From these calculations it is shown that if a deformation induced vacancy flux should occur as hypothesized, it will result in a Zn concentration differrence between the center of a dislocation cell and the dislocation cell walls of at least 10 −3 atom fraction, or possibly more in cylically deformed CuZn alloy. The zinc concentration should decrease near the vacancy sinks and increase near the sources. Hence, if such concentration gradients can be shown to develop during steady state fatigue, they will provide evidence as to the dominant direction of vacancy flow during fatigue. Such measurements will also provide insight into the magnitude of the vacancy generation rate and should lend support to one of the theories mentioned in the introduction. Such measurements require concentration determinations at the sensitivity of 10 −4 over a spatial dimension approximately 1/10 of the cell size, or approximately 0.2 μm.
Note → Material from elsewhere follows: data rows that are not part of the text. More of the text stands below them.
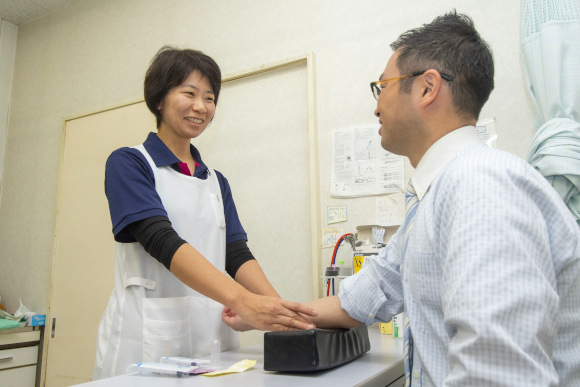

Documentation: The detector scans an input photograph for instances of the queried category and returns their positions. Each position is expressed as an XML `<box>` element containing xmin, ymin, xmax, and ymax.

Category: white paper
<box><xmin>330</xmin><ymin>126</ymin><xmax>405</xmax><ymax>197</ymax></box>
<box><xmin>322</xmin><ymin>227</ymin><xmax>343</xmax><ymax>249</ymax></box>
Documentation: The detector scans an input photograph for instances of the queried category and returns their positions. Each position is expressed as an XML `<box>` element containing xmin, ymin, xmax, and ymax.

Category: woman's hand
<box><xmin>222</xmin><ymin>306</ymin><xmax>256</xmax><ymax>332</ymax></box>
<box><xmin>231</xmin><ymin>292</ymin><xmax>317</xmax><ymax>331</ymax></box>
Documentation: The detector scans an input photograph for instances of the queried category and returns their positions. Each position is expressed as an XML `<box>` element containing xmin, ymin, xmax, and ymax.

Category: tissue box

A step counting energy dispersive x-ray technique such as available on modern electron microprobes with measurement of Cu and Zn peaks or the use of STEM with energy dispersive x-ray capability should provide the answers. We are in the process of developing collaborative efforts to carry out these experiments. These calculations also estimate the vacancy flux at the cell wall due to the creation of 1 ppm vacancies per second [7] during cyclic deformation as sufficient to generate one unit climb of every dislocation in the cell wall during 35 cycles under typical low cycle fatigue deformation conditions. The rapid dislocation rearrangement and recovery in the cell walls produced by this flux of vacancies lends additional credibility to the cell shuttling model.